La photo sert d’indice pour alerter la police, qui vérifiera sur place si l’infraction persiste.

Par exemple, une voiture garée en double file peut être signalée via une photo, mais un agent doit constater la situation avant d’émettre une amende.

Les autorités utilisent ces signalements pour renforcer la surveillance dans les zones à problèmes. Cela permet une intervention ciblée, évitant les verbalisations erronées.

Sans constatation physique, aucune amende ne peut être émise. La photo en elle-même n’a pas de valeur juridique pour une verbalisation directe.

La différence avec la « vidéo-verbalisation » officielle

La vidéo-verbalisation utilise des caméras officielles pour détecter des infractions. Les systèmes LAPI (Lecture Automatisée des Plaques) sont encadrés par la CNIL.

Certains usages sont autorisés, comme le contrôle du stationnement payant. Ces dispositifs permettent d’identifier les contrevenants sans interception physique.

Dans certains cas, les systèmes LAPI sont utilisés pour des infractions spécifiques, comme le non-respect des voies réservées, sous strict contrôle de la CNIL.

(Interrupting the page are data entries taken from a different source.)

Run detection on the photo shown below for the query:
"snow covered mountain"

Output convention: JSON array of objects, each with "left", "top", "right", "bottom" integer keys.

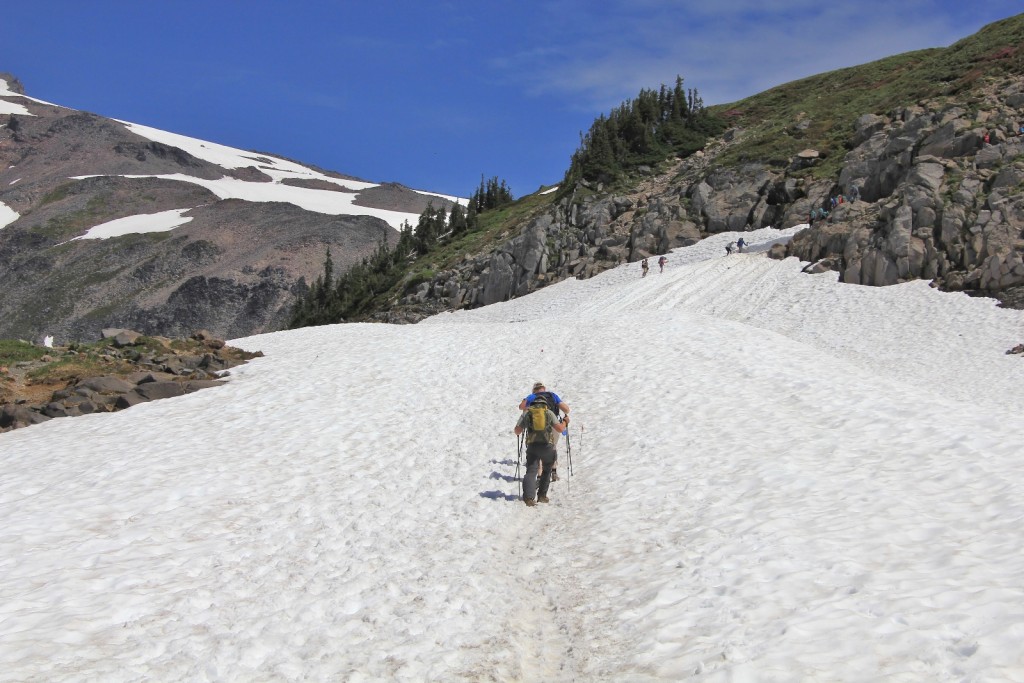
[
  {"left": 6, "top": 228, "right": 1024, "bottom": 682},
  {"left": 0, "top": 74, "right": 456, "bottom": 342}
]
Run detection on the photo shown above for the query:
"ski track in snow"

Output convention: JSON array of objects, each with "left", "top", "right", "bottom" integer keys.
[{"left": 0, "top": 229, "right": 1024, "bottom": 681}]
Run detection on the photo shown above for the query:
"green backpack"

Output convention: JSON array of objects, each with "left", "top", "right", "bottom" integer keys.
[{"left": 526, "top": 402, "right": 552, "bottom": 443}]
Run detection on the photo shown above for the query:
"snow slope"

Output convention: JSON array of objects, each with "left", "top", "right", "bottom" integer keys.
[{"left": 0, "top": 229, "right": 1024, "bottom": 681}]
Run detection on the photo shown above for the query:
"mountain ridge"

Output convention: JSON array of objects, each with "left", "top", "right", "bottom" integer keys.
[{"left": 0, "top": 74, "right": 457, "bottom": 342}]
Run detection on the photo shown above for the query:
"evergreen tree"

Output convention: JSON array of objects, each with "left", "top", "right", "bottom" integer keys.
[{"left": 449, "top": 204, "right": 469, "bottom": 238}]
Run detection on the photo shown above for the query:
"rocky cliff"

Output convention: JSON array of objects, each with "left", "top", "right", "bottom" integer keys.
[
  {"left": 376, "top": 78, "right": 1024, "bottom": 322},
  {"left": 0, "top": 74, "right": 450, "bottom": 343}
]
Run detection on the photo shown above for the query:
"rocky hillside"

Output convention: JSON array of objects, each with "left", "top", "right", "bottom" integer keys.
[
  {"left": 0, "top": 330, "right": 263, "bottom": 432},
  {"left": 0, "top": 74, "right": 450, "bottom": 342},
  {"left": 362, "top": 14, "right": 1024, "bottom": 322}
]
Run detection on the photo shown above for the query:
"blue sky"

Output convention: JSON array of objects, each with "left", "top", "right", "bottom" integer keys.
[{"left": 0, "top": 0, "right": 1024, "bottom": 197}]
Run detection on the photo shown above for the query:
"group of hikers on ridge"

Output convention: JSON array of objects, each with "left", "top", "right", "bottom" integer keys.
[{"left": 514, "top": 382, "right": 569, "bottom": 507}]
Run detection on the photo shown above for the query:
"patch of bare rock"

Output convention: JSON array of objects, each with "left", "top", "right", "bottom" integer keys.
[{"left": 0, "top": 329, "right": 263, "bottom": 432}]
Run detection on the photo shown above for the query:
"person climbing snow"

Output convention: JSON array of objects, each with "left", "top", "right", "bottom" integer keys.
[
  {"left": 519, "top": 382, "right": 569, "bottom": 481},
  {"left": 513, "top": 395, "right": 569, "bottom": 507}
]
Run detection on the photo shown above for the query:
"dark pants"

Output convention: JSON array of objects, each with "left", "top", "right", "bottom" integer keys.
[{"left": 522, "top": 442, "right": 558, "bottom": 499}]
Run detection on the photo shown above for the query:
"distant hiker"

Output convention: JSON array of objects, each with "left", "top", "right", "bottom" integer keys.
[
  {"left": 519, "top": 382, "right": 569, "bottom": 481},
  {"left": 514, "top": 396, "right": 569, "bottom": 507}
]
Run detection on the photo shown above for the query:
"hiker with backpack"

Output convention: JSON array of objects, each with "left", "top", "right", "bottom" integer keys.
[
  {"left": 519, "top": 382, "right": 569, "bottom": 481},
  {"left": 514, "top": 395, "right": 569, "bottom": 507}
]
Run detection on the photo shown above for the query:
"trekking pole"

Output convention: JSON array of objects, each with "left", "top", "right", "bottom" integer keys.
[
  {"left": 565, "top": 429, "right": 572, "bottom": 494},
  {"left": 515, "top": 434, "right": 522, "bottom": 498},
  {"left": 569, "top": 425, "right": 583, "bottom": 476}
]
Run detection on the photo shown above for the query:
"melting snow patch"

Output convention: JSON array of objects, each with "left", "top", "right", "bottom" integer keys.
[
  {"left": 0, "top": 202, "right": 22, "bottom": 228},
  {"left": 72, "top": 209, "right": 191, "bottom": 242}
]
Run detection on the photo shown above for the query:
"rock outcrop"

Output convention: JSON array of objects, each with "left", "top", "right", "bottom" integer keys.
[{"left": 0, "top": 329, "right": 263, "bottom": 432}]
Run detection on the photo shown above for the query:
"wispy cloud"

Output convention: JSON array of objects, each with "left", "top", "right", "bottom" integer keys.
[{"left": 490, "top": 0, "right": 1020, "bottom": 111}]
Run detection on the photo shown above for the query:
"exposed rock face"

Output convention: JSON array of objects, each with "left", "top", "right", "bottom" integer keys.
[
  {"left": 378, "top": 84, "right": 1024, "bottom": 322},
  {"left": 791, "top": 86, "right": 1024, "bottom": 296},
  {"left": 0, "top": 74, "right": 450, "bottom": 343}
]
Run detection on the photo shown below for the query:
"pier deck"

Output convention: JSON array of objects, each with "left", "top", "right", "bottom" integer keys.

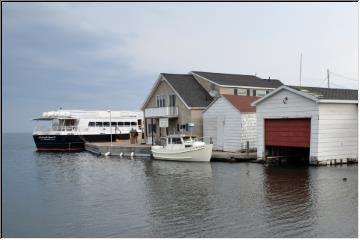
[
  {"left": 211, "top": 151, "right": 256, "bottom": 162},
  {"left": 85, "top": 141, "right": 151, "bottom": 157}
]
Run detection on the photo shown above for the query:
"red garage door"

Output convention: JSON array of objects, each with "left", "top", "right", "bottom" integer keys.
[{"left": 265, "top": 118, "right": 311, "bottom": 147}]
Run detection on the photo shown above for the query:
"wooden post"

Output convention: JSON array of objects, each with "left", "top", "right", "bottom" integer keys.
[{"left": 151, "top": 118, "right": 154, "bottom": 145}]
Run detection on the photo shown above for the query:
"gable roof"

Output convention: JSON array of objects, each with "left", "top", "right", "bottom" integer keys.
[
  {"left": 161, "top": 73, "right": 213, "bottom": 108},
  {"left": 191, "top": 71, "right": 283, "bottom": 88},
  {"left": 251, "top": 85, "right": 358, "bottom": 106},
  {"left": 222, "top": 94, "right": 259, "bottom": 112},
  {"left": 287, "top": 85, "right": 358, "bottom": 100}
]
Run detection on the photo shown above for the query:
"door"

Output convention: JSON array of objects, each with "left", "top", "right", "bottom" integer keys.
[
  {"left": 265, "top": 118, "right": 311, "bottom": 148},
  {"left": 216, "top": 116, "right": 225, "bottom": 150}
]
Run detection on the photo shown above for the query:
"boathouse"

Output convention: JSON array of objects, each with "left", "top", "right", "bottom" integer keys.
[
  {"left": 203, "top": 95, "right": 259, "bottom": 152},
  {"left": 253, "top": 85, "right": 358, "bottom": 164}
]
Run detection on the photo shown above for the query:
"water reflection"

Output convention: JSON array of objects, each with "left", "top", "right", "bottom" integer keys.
[
  {"left": 144, "top": 161, "right": 212, "bottom": 237},
  {"left": 264, "top": 166, "right": 316, "bottom": 237}
]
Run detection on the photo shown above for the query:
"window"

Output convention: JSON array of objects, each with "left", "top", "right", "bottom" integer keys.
[
  {"left": 169, "top": 94, "right": 176, "bottom": 107},
  {"left": 171, "top": 138, "right": 182, "bottom": 144},
  {"left": 234, "top": 88, "right": 250, "bottom": 96},
  {"left": 237, "top": 88, "right": 248, "bottom": 96},
  {"left": 156, "top": 95, "right": 165, "bottom": 107},
  {"left": 148, "top": 123, "right": 156, "bottom": 135},
  {"left": 256, "top": 90, "right": 266, "bottom": 97}
]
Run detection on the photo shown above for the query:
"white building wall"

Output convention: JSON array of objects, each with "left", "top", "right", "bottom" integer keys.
[
  {"left": 256, "top": 89, "right": 319, "bottom": 160},
  {"left": 203, "top": 97, "right": 250, "bottom": 152},
  {"left": 240, "top": 113, "right": 256, "bottom": 149},
  {"left": 317, "top": 103, "right": 358, "bottom": 161}
]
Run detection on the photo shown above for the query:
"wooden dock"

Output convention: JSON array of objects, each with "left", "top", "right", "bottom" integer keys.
[
  {"left": 211, "top": 151, "right": 257, "bottom": 162},
  {"left": 85, "top": 140, "right": 256, "bottom": 162},
  {"left": 85, "top": 141, "right": 151, "bottom": 157}
]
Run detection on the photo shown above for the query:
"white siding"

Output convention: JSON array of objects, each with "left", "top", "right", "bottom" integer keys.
[
  {"left": 317, "top": 103, "right": 358, "bottom": 161},
  {"left": 256, "top": 89, "right": 319, "bottom": 159},
  {"left": 203, "top": 97, "right": 256, "bottom": 152},
  {"left": 241, "top": 113, "right": 256, "bottom": 149}
]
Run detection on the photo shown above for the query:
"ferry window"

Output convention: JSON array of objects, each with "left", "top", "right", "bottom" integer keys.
[{"left": 172, "top": 138, "right": 182, "bottom": 144}]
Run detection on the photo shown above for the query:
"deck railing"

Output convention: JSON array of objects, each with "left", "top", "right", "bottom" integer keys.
[{"left": 145, "top": 107, "right": 179, "bottom": 118}]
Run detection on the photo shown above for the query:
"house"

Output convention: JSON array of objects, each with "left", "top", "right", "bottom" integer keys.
[
  {"left": 142, "top": 73, "right": 213, "bottom": 143},
  {"left": 203, "top": 95, "right": 259, "bottom": 152},
  {"left": 141, "top": 71, "right": 282, "bottom": 143},
  {"left": 253, "top": 85, "right": 358, "bottom": 164}
]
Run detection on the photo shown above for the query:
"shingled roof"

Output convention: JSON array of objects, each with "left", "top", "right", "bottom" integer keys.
[
  {"left": 222, "top": 94, "right": 259, "bottom": 113},
  {"left": 287, "top": 85, "right": 358, "bottom": 100},
  {"left": 192, "top": 71, "right": 283, "bottom": 88},
  {"left": 161, "top": 73, "right": 213, "bottom": 107}
]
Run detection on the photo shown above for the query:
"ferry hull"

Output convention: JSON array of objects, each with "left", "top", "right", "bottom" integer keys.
[{"left": 33, "top": 134, "right": 129, "bottom": 151}]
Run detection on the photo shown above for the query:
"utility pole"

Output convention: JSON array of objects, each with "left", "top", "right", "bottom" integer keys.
[{"left": 300, "top": 53, "right": 302, "bottom": 87}]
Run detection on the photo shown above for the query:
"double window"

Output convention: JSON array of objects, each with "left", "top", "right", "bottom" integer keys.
[
  {"left": 169, "top": 94, "right": 176, "bottom": 107},
  {"left": 254, "top": 90, "right": 266, "bottom": 97},
  {"left": 234, "top": 88, "right": 250, "bottom": 96},
  {"left": 156, "top": 95, "right": 165, "bottom": 107}
]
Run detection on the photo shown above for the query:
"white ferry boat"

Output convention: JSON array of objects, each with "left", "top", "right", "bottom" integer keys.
[{"left": 33, "top": 110, "right": 143, "bottom": 151}]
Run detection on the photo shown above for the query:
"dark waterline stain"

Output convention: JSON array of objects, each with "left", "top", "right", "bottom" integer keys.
[{"left": 2, "top": 134, "right": 358, "bottom": 237}]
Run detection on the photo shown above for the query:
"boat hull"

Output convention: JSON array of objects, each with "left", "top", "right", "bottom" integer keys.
[
  {"left": 151, "top": 144, "right": 213, "bottom": 162},
  {"left": 33, "top": 134, "right": 128, "bottom": 151}
]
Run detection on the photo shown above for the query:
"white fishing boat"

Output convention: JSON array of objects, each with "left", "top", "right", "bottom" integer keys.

Toutefois, la diffusion de photos citoyennes reste strictement interdite sans autorisation. Le rôle du citoyen est d’alerter, pas de juger.

La CNIL a émis des réserves sur l’utilisation de LAPI pour certaines infractions, soulignant la nécessité de respecter la vie privée et le RGPD.

Les systèmes officiels suivent des protocoles stricts pour protéger les données personnelles, y compris les plaques d’immatriculation.

Les citoyens ne doivent pas diffuser ces photos, car cela peut violer le droit à l’image et entraîner des sanctions pénales.

En résumé, prendre en photo un véhicule en infraction est autorisé, mais uniquement dans le respect strict du RGPD et du droit à l’image.

Plaques et visages doivent être floutés avant toute diffusion publique, et seule l’autorité compétente peut verbaliser après constatation sur place.

Pour un signalement efficace, privilégiez des clichés nets, horodatés et contextualisés. En respectant ces règles, vous évitez les sanctions, protégez la vie privée d’autrui et contribuez à une meilleure sécurité routière.